Even now that computing is on the curriculum in England, it only gets one hour a week on the timetable at KS3. If you compare this to physics or maths, which get five hours a week, computer science is comparatively very low.
So there's no simple answer, because you can't ask students to do more subjects or give them more hours of work. I think the change will be slow and steady; however, there is still a lot of great work happening to support it, like our Gender Balance in Computing program.
You recently received an MBE. What was that like?
It was kind of mind blowing. It all happened during lockdown because it was for the Queen's Birthday Honours in 2020, but they weren't announced until May 2021.
It was quite overwhelming to think that anyone would even nominate me, let alone for the Palace to approve it and present it to me. I had to wait until November 2021 before I was invited for my investiture. The investiture itself was fantastically overwhelming, it was just incredibly astonishing to be in Windsor Castle under those circumstances. It was a lot for a little girl from Dagenham who is so far away from royalty. Her Royal Highness Princess Anne was a really good choice for them to put me with. She's the patron of WISE (Women In Science, and Engineering), so we had a really great conversation about Raspberry Pi. We spoke about what we were doing and talked about girls in computing.
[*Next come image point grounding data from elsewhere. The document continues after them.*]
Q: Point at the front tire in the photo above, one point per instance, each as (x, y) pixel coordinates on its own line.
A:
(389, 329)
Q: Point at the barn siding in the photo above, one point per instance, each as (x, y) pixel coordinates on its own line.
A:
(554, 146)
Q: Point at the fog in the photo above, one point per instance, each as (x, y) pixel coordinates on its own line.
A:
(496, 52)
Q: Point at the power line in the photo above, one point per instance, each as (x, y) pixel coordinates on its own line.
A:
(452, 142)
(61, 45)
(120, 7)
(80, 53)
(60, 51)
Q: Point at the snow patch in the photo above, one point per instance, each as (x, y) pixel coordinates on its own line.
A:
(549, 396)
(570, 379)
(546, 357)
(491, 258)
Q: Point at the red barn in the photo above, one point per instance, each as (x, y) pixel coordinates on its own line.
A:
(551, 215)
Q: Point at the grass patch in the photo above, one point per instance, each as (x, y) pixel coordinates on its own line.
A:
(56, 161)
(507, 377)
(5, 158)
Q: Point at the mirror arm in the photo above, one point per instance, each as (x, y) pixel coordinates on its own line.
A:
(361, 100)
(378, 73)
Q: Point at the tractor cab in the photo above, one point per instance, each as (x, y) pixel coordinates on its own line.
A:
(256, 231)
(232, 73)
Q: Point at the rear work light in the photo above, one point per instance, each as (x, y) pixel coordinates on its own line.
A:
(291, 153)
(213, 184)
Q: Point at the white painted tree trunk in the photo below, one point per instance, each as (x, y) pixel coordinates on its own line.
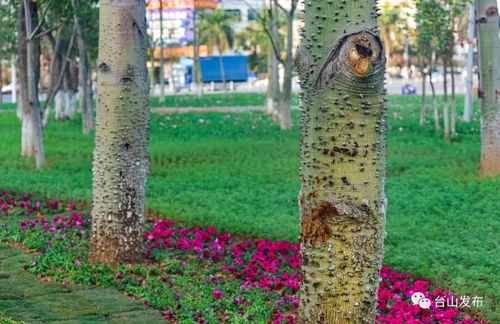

It felt rewarding that she knew about what we're doing. While these honours are really great, they recognise individuals and what I would say is everything I've done, it's not been a solo effort. This MBE should recognise all of us, because it's our work that's being recognised, and not just me.
Do you have any advice for women and girls who would like to go into computing?
If you have an interest, don't let it dwindle. Push on all the doors because they will open for you. I think there is a lot of goodwill in the industry and although the environment might feel quite male dominated, a lot of those men are really keen to work with you and help you have a really great experience.
If you've got a passion for it, just keep going, because you'll get there and it's worth it in the end.
Lastly, do you have any programmes or websites you would like to recommend?
Coolest Projects is something that I tell everyone to check out. I think Raspberry Pi Clubs are great as well, but if you can't get yourself to a club right now, you can enter Coolest Projects and have that experience of digital making. I think it's such a valuable experience. It's one of the best things we do at Raspberry Pi as it is accessible to everyone across the world.